20543 - SOCIAL MEDIA MARKETING
Department of Marketing
Course taught in English
Course Director:
GAIA RUBERA
GAIA RUBERA
Mission & Content Summary
MISSION
Nowadays, Big Data freely available on social networks enables managers to perform traditional marketing analyses much more efficiently, rapidly, and pervasively than in the past. However, the recent cases of Cambridge Analytica and social bots also clearly show the drawbacks of combining Big Data with Machine Learning algorithms.
Given this new scenario, and in order to prepare students to face the new challenges of the Data Economy, this course introduces students to Python, one of the main programming language currently used in the Computer Science field. It also takes an in-depth look at social networks, with a specific emphasis on Twitter. Students learn how to collect real-time Twitter data through the use of an Application Program Interface (API) and how to conduct traditional marketing research and text analyses with this data.
Besides providing students with practical skills on how to collect and analyze data, the course discusses the risks of the Data Economy, with a particular emphasis on how Machine Learning algorithms can be used to influence individuals' decisions.
CONTENT SUMMARY
The course is divided into 4 main blocks that cover the following topics:
- Introduction to Python syntax.
- Twitter APIs and Marketing Analytics with Python.
- Database management and introduction to text analysis with Python.
- Machine Learning applications to marketing topics.
Intended Learning Outcomes (ILO)
KNOWLEDGE AND UNDERSTANDING
At the end of the course student will be able to...
- Summarize and describe any dataset with Python.
- Describe the strenght and weakeness of any brand / organization using Twitter data.
- Explain how Machine Learning algorithms can be used to influence individuals' decisions.
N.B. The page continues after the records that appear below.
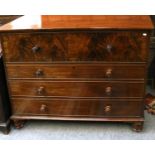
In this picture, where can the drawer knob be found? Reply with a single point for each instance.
(40, 90)
(109, 73)
(107, 108)
(39, 73)
(108, 90)
(36, 49)
(109, 48)
(43, 108)
(144, 34)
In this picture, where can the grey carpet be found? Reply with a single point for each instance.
(52, 130)
(61, 130)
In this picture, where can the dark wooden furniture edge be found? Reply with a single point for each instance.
(5, 127)
(136, 123)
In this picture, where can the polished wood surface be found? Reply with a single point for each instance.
(76, 88)
(76, 71)
(5, 110)
(79, 21)
(76, 46)
(77, 67)
(74, 107)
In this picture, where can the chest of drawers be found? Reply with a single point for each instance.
(87, 68)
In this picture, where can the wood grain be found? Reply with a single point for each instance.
(72, 107)
(35, 22)
(76, 88)
(76, 71)
(76, 46)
APPLYING KNOWLEDGE AND UNDERSTANDING
At the end of the course student will be able to...
- Express basic programming commands in Python language.
- Collect any type of freely data available on Twitter.
- Estimate the competitive positioning of different brands according to Twitter data.
- Summarize and describe any dataset with Python.
Teaching methods
- Face-to-face lectures
- Guest speaker's talks (in class or in distance)
- Exercises (exercises, database, software etc.)
- Individual assignments
- Group assignments
DETAILS
During the course, in addition to face-to-face lectures, the following activities are completed:
- Guest speakers in class by managers working in the social media marketing area. These talks allow students to understand how multinationals are using data from social networks, and in particular Twitter, to conduct marketing analyses.
- Practice sessions to apply the knowledge acquired in class to specific marketing problems.
- Weekly, individual assignments to review the main Python codes learned in class.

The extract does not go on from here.